Borsch died of complications from myelodysplastic syndrome at his home in Philadelphia, according to the Episcopal Diocese of Los Angeles, where he served as bishop from 1988 to 2002.
He also taught New Testament and Anglican studies at Lutheran Theological Seminary at Philadelphia, Seabury-Western Seminary, and General Theological Seminary. He was dean of the Church Divinity School of the Pacific in Berkeley and dean of the chapel and religious life at Princeton University.

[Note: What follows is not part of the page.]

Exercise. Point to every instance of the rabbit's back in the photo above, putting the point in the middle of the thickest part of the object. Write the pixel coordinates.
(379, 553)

Peter W. Marty, the Christian Century’s publisher, who met Borsch during his tenure as interim dean at Berkeley Divinity School at Yale, said Borsch “wove pastoral instinct and theological scholarship into everything he did with an ease that was so enviable. He was erudite without being stuffy, an intellectual who understood the urgency for justice, and a humble guy who listened well. I always admired the way he could take a biblical text and reveal all kinds of little divine surprises by simply turning it inside out. He was a tremendous gift to the church.”
In a 1971 article in the Century, Borsch examined how Jewish and Christian apocalyptic literature uses animal symbolism to “depersonalize and dehumanize the enemy.”
“The monster and its minions, conceived as superhuman in power but subhuman in their bestiality, merited none of the understanding and tolerance due one’s fellows,” he wrote. “No quarter need be granted such implacable and corrupt beings, no redemption envisioned for them.”
In a 1985 essay, Borsch recounted surviving a plane crash that killed two others. When friends suggested that God had rescued him, Bosch said that rather than intervening to save all but a few, the Spirit shares in suffering and seeks to transform it.
“For some people such a God may seem rather weak,” he wrote. “But for others this is the God who is always present to the world and to whom we are always present. Whether the plane lands or goes over the end, whether we live or die, this God—even in the valley of the shadow of death—is always with us.”